Archive for the ‘Work’ Category

It’s Only Tuesday?

Tuesday, February 13th, 2018

So, today was mostly a good day.  I have been informed that I get to go on a business trip here soon.  I am looking forward to it.  I don't think I have ever traveled for my current job.  I have been there almost 6 years.  I have been nose to the grind stone, non-stop since I started too, so having an opportunity to represent my company and my team is a huge feather in my cap.  Well, at least personally.  Not sure how the company feels about it as a whole.  I printed out my Gallup personality test reports for my personal development/Professional development coach.  Ok, well, I sent her the digital copies and I printed them out for myself; I'm a paper lover. 

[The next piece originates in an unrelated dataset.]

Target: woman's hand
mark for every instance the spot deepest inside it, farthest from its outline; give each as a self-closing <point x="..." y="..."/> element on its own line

I left work early today, as my wife asked me to pick up my daughter this morning.  I actually got to see the sun.  Didn't know what to make of it.  I swear it has been ages since I've seen it.  I have to say it cheered me up… right up until the point where I got to get my groove on with rush-hour traffic.  I swear these fools in Omaha totally forget how to drive between the hours of 4PM and 6PM Monday through Friday.  The concept of merging is totally lost on these people and they refuse to let other people in. 

Rude, rude, rude.

I have to really push my desire to road rage down.  I want to teach some of these jokers a lesson… but.. as I have a serious allergic reaction to incarceration.  So, that’s one big fat not gunna happen.

 

Kick it’s ass man!

Tuesday, February 24th, 2015

So I have a confession to make…

I feel very combative today.  I would dare say that I feel downright belligerent.  I feel frustrated with the world, my job, my kids, the state of the union, and my career.  Wife and I are doing good.  As such, in writing this, I am also seeking God’s face in this because I want that walk to be solid. 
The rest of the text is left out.